Task analysis is an excellent tool that can be used in many different trades. Today we will discuss the benefits of using task analysis for product design, supporting a training needs analysis, and for supporting a safety-focused analysis. 


If you are designing products, processes or systems, then task analysis is for you.  It can be used to sketch a proposed sequence of tasks and tool use for review by potential users and designers in order to reach consensus on the final design.  A well constructed task analysis that is kept up to date then becomes a communication tool that synchronizes the efforts of the design team, the documentation team, and the training teams.  
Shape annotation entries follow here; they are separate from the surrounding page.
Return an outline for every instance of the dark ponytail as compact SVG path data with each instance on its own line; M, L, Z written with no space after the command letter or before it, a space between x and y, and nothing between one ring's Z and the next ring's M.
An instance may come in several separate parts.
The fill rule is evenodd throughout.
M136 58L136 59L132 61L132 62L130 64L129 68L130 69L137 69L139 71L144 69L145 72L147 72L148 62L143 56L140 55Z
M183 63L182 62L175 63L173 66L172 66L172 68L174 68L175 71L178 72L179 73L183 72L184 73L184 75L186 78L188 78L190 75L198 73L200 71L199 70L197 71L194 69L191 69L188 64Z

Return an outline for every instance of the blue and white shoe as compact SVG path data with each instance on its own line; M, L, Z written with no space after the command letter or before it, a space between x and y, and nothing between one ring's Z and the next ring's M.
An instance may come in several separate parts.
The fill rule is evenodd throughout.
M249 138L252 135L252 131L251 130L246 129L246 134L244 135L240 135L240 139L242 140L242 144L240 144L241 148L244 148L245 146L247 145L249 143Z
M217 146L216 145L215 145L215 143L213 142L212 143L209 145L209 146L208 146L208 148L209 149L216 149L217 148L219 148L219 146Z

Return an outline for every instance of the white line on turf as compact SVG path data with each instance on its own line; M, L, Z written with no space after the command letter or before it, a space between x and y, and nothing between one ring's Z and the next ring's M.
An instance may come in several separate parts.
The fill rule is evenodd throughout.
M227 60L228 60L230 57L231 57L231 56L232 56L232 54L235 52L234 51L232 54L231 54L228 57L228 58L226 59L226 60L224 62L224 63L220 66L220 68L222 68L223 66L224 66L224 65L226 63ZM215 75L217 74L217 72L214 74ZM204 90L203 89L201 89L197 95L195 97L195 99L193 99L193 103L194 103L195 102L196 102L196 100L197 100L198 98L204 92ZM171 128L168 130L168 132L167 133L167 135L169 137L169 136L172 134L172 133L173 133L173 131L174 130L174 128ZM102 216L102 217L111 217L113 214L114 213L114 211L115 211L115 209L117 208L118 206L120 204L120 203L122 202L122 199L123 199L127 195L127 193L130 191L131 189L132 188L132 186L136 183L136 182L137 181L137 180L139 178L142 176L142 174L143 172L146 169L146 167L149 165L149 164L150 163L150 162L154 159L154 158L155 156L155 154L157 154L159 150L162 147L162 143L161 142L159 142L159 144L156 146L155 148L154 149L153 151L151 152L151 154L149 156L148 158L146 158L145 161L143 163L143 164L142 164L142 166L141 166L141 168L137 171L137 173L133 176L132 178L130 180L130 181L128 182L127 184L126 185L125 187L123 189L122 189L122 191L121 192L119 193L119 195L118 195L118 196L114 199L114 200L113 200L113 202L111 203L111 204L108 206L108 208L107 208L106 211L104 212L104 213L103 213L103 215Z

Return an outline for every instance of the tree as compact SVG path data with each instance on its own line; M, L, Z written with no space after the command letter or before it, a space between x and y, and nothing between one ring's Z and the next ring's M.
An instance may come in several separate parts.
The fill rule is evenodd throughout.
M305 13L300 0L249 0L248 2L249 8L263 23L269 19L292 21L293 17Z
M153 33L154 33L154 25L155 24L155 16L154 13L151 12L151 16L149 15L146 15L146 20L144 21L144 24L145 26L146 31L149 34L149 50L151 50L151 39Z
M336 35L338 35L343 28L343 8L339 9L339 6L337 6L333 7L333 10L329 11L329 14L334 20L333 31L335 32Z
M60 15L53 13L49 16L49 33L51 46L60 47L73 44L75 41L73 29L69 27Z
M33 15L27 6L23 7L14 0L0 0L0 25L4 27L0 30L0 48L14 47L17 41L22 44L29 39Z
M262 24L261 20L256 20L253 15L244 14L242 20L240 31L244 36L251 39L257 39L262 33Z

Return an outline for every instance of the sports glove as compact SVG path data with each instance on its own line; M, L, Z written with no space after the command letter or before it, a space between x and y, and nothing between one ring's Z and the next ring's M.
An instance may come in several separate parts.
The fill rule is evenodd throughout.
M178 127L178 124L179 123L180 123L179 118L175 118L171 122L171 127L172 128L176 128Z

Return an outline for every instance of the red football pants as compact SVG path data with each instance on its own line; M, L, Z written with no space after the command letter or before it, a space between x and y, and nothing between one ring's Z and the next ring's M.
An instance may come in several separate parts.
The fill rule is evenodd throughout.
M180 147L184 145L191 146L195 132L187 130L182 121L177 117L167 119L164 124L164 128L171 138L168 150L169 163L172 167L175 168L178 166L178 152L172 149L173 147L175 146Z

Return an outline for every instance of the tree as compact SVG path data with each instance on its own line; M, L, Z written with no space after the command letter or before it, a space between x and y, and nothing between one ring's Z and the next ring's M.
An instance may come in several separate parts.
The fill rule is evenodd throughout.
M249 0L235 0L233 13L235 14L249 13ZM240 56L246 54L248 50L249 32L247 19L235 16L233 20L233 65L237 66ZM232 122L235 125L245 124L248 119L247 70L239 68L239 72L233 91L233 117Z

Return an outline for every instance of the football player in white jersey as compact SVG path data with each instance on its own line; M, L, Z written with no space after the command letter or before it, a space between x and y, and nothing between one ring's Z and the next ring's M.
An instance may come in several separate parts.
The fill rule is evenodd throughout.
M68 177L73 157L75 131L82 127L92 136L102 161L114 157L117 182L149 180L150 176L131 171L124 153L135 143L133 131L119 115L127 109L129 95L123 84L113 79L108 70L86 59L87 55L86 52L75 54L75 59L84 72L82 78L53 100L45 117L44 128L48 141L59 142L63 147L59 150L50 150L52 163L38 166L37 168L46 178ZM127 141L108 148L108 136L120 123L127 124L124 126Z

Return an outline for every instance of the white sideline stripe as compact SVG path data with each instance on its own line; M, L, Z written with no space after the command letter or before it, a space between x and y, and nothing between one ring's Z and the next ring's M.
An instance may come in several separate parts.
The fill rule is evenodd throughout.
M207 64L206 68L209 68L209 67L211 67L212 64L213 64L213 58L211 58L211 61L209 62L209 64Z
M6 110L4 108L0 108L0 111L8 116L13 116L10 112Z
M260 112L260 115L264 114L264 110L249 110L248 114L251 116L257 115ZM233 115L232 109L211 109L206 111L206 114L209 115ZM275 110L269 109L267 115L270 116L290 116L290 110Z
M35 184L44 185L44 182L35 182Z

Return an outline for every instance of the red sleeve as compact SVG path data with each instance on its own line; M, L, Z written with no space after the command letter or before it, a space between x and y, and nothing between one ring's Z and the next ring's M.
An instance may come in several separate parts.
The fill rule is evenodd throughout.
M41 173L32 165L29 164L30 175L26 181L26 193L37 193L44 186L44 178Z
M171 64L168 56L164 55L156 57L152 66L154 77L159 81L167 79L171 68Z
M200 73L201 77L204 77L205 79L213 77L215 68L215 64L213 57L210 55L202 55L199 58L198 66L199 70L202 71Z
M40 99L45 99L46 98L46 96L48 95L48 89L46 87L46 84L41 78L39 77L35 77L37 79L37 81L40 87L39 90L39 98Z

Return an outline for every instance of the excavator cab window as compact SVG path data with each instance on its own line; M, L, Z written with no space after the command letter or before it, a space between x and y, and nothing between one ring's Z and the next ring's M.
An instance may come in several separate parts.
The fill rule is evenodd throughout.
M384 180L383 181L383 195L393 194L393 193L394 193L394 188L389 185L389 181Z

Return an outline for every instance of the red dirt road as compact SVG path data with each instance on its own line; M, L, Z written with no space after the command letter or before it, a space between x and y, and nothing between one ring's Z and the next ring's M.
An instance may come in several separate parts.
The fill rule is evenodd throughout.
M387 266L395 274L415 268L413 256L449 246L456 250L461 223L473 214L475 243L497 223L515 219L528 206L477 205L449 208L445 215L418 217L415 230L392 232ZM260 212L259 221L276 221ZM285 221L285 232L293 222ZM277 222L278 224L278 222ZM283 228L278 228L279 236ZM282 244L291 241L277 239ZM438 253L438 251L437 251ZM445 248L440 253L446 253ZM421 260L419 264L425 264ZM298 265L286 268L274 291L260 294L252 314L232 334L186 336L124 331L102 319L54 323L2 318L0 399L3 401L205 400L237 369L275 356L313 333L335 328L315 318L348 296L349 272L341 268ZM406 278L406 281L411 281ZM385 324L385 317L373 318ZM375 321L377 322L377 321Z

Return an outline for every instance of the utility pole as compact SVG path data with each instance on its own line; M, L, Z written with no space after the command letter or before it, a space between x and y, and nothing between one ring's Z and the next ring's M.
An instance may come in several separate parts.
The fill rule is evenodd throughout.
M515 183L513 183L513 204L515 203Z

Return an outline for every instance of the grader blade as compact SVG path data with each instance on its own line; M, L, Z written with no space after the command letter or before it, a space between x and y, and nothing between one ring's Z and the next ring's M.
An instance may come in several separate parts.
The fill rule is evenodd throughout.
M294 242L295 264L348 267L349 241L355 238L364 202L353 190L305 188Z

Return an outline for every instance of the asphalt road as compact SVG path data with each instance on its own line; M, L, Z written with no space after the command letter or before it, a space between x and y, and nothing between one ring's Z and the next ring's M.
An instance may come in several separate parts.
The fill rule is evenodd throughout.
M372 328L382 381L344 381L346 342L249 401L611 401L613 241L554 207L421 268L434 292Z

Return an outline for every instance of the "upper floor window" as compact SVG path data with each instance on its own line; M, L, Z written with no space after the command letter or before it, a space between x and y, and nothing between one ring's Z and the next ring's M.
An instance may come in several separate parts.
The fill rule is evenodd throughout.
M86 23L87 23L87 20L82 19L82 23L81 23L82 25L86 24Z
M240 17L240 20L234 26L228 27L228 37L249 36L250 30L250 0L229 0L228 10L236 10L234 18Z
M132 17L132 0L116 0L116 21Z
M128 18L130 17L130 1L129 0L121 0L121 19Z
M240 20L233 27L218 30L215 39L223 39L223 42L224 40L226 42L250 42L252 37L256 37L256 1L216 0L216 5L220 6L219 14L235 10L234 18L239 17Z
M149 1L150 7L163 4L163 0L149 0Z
When designing a product, specific uses for task analysis might include:

  • Predict difficulties in product or system use.
  • Evaluate systems against usability or functional requirements.
  • Understand the difficulties of using existing products.
  • Develop training manuals.
  • Determine critical information that needs to be displayed.
  • Determine information required to be visible on screen during different aspects of product or system use.
  • Predict possible difficulties in using different design alternatives.
  • Design operating procedures
  • Allocate tasks between people and machines.


In assessing training needs, task analysis can be used to document what is currently being carried out, where current training is useful, and to identify where there is room for improvement.  Specifically, task analysis can:

  • Assess ease or difficulty of learning and transfer of knowledge as old systems are updated with new systems (training gap analysis).
  • Identified misplaced, over/under training.
  • Determine curriculum requirements.
  • Consolidate training requirements across departments.
  • Analysis of training needs.


The Systematic Human Error Reduction and Prediction Approach (SHERPA) is one of the most comprehensive and validated approaches to predicting human error.  It have been used widely in high risk industries such as oil and gas, nuclear power, and aerospace operations.  The benefits of safety analysis include:

  • Prediction of tasks where error rates may be unacceptably high.
  • Documentation of the possible consequences of mistakes.
  • Identification of safety critical tasks.